Here we present a novel method for the analysis of transport processes in proteins and its implementation called CaverDock. Our method is based on a modified molecular docking algorithm. It iteratively places the ligand along the access tunnel in such a way that the ligand movement is contiguous and the energy is minimized. The result of CaverDock calculation is a ligand trajectory and an energy profile of the transport process. CaverDock uses the modified docking program Autodock Vina for molecular docking and implements a parallel heuristic algorithm for searching the space of possible trajectories. Our method lies in between the geometrical approaches and molecular dynamics simulations. Contrary to the geometrical methods, it provides an evaluation of chemical forces. However, it is far less computationally demanding and easier to set up compared to molecular dynamics simulations. CaverDock will find broad use in the fields of computational enzymology, drug design and protein engineering. The software is available free of charge to the academic users at https://loschmidt.chemi.muni.cz/caverdock/.

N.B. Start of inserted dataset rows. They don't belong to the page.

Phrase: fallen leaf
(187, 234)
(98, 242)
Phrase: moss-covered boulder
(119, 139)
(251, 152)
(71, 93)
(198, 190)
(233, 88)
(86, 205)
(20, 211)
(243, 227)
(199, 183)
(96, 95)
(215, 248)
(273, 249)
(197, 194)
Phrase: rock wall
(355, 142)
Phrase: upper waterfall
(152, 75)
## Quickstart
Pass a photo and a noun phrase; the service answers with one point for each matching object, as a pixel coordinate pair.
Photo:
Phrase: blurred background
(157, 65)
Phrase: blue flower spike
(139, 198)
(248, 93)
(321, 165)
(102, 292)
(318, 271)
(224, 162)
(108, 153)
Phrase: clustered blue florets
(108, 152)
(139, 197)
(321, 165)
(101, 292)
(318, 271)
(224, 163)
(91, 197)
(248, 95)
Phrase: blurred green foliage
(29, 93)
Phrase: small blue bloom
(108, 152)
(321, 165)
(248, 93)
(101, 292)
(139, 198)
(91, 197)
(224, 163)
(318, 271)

Vavra O, Filipovic J, Plhak J, Bednar D, Marques SM, Brezovsky J, Stourac J, Matyska L, Damborsky J, 2019: CaverDock: A Molecular Docking-Based Tool to Analyse Ligand Transport through Protein Tunnels and Channels. Bioinformatics (accepted manuscript DOI: 10.1093/bioinformatics/btz386). full text

Motivation: Protein tunnels and channels are key transport pathways that allow ligands to pass between proteins’ external and internal environments. These functionally important structural features warrant detailed attention. It is difficult to study the ligand binding and unbinding process experimentally, while molecular dynamics simulations can be time-consuming and computationally demanding.

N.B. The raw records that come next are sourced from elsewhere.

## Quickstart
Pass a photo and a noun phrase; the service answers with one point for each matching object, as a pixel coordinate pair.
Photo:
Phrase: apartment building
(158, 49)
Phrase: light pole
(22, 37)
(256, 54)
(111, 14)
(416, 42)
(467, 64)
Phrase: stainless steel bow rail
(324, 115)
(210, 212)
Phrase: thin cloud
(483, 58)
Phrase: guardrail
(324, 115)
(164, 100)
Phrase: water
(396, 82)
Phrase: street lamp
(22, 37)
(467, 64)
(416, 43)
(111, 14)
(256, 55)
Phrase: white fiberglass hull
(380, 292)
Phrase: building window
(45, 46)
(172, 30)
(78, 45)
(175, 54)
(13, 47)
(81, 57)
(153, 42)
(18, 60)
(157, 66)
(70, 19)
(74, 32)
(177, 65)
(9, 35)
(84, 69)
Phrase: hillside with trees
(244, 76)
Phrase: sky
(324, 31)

Results: CaverDock is a new software tool for analysing the ligand passage through the biomolecules. The method uses the optimised docking algorithm of AutoDock Vina for ligand placement docking and implements a parallel heuristic algorithm to search the space of possible trajectories. The duration of the simulations takes from minutes to a few hours. Here we describe the implementation of the method and demonstrate CaverDock’s usability by i) comparison of the results with other available tools, ii) determination of the robustness with large ensembles of ligands and iii) the analysis and comparison of the ligand trajectories in engineered tunnels. Thorough testing confirms that CaverDock is applicable for the fast analysis of ligand binding and unbinding in fundamental enzymology and protein engineering.
Availability: User guide and binaries for Ubuntu are freely available for non-commercial use at https://loschmidt.chemi.muni.cz/caverdock/. The web implementation is available at https://loschmidt.chemi.muni.cz/caverweb/. The source code is available on request.

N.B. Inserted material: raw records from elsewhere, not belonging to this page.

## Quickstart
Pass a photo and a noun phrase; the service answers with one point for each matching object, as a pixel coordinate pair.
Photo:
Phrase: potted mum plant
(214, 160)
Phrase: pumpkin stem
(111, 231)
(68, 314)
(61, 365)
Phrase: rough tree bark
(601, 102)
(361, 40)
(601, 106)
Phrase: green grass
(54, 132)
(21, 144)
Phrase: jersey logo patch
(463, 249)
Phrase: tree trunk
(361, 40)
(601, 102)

Kokkonen P, Sykora J, Prokop Z, Ghose A, Bednar D, Amaro M, Beerens K, Bidmanova S, Slanska M, Brezovsky J, Damborsky J, Hof M, 2018: Molecular Gating of an Engineered Enzyme Captured in Real Time. Journal of the American Chemical Society (just accepted), doi: 10.1021/jacs.8b09848. full text

Engineering dynamical molecular gates represents a widely applicable strategy for designing efficient biocatalysts. Here we analyzed the dynamics of a molecular gate artificially introduced into an access tunnel of the most efficient haloalkane dehalogenase using pre-steady-state kinetics, a single-molecule fluorescence spectroscopy and molecular dynamics. Photoinduced electron-transfer – fluorescence correlation spectroscopy (PET-FCS) has enabled real-time observation of molecular gating at single molecule level with the rate constants (k_on = 1822 s^-1, k_off = 60 s^-1) corresponding well with those from the pre-steady-state kinetics (k_-1 = 1100 s^-1, k₁ = 20 s^-1).